1 day agoNatalie Wearstler answered the question:There are plenty of ways to enjoy your time in Jacksonville without having to spend a penny. Here are my favorite cost-free activities:
1. Walk (or jog) the Northbank Riverwalk. Located right on the beautiful St. Johns River, the Riverwalk is a paved walkway that's a favorite among walkers and joggers. It feeds right into the popular "Bridges Loop," a running route that crosses the Main Street and Acosta bridges. Swing by any evening around dusk, and you'll see runners of all ages and ability levels enjoying the pretty skyline views as they work up a sweat.
2. Get your art fix. On the first Wednesday evening of each month, rain or shine, Downtown becomes an art-lover's dream as galleries offer free admission, artists sell their wares in Hemming Plaza and live music fills the air. It's a Jacksonville tradition that's gained tons of traction with the creative community in the past few years, and it's worth checking out if only for the free admission to the Museum of Contemporary Art. (Insider tip: you can also visit the Cummer Museum of Art and Gardens every Tuesday evening, starting at 4 p.m., for free. The Riverside museum is a stunning community asset that features local and international artists from a wide range of time periods.)

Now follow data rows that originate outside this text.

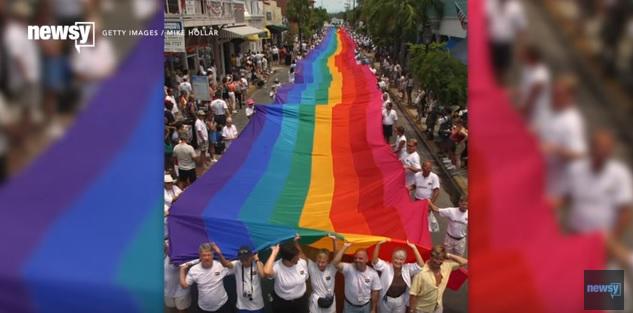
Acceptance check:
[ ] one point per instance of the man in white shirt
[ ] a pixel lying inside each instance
(411, 162)
(209, 276)
(176, 297)
(562, 134)
(534, 88)
(457, 229)
(362, 284)
(399, 146)
(389, 117)
(395, 277)
(184, 156)
(229, 132)
(248, 270)
(202, 137)
(426, 183)
(599, 190)
(185, 86)
(169, 96)
(220, 110)
(172, 192)
(290, 274)
(506, 22)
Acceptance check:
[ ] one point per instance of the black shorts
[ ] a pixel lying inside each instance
(187, 175)
(501, 54)
(220, 119)
(299, 305)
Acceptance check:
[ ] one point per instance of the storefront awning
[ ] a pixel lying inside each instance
(264, 35)
(241, 32)
(277, 28)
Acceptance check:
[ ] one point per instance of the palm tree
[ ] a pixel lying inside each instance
(395, 22)
(298, 11)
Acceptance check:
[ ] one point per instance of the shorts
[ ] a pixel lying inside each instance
(187, 175)
(203, 146)
(501, 54)
(180, 303)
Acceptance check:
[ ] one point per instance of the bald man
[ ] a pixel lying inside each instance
(599, 190)
(426, 183)
(362, 284)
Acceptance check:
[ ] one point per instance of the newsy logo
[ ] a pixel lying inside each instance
(613, 289)
(83, 33)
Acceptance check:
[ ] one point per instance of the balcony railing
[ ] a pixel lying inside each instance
(221, 9)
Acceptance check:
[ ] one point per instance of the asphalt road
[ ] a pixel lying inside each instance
(454, 301)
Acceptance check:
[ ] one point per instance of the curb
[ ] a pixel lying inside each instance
(454, 189)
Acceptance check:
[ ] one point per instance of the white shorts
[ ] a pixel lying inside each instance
(314, 306)
(180, 303)
(455, 246)
(392, 305)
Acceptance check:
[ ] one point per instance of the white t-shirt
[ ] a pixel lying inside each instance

3. Build a sandcastle. Jacksonville Beach is only 20 minutes away from downtown. Simply hop on Beach Boulevard or Atlantic Boulevard and head east until you see the shore. Just don't try making this trip around rush hour.

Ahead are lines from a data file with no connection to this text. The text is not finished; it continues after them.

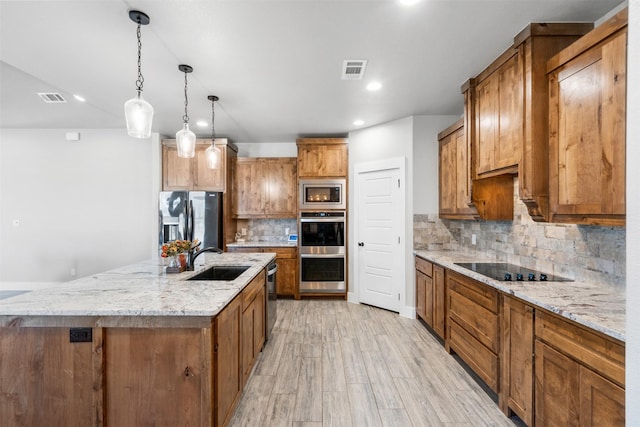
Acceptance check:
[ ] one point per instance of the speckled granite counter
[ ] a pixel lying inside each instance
(136, 295)
(262, 244)
(597, 306)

4. Reconnect with nature at the Jacksonville Arboretum and Gardens. I almost hate to share this tip, as it's one of the city's best-kept secrets! The Jacksonville Arboretum and Gardens is a natural park filled with walking trails, hidden in the city's Arlington neighborhood. From the moment you set foot on the trail, you'll find yourself amidst creeks, trees and birds — and very little else.
5. Toss a frisbee at Memorial Park. Jaxsons are very proud of the St. Johns River, and one of the best places to see it is at Memorial Park in Riverside. Grab a coffee from nearby Starbucks or pick up a few picnic items from Publix (they're both located just across the street), bring along a book or magazine and sit back for an afternoon of sunbathing and people-watching.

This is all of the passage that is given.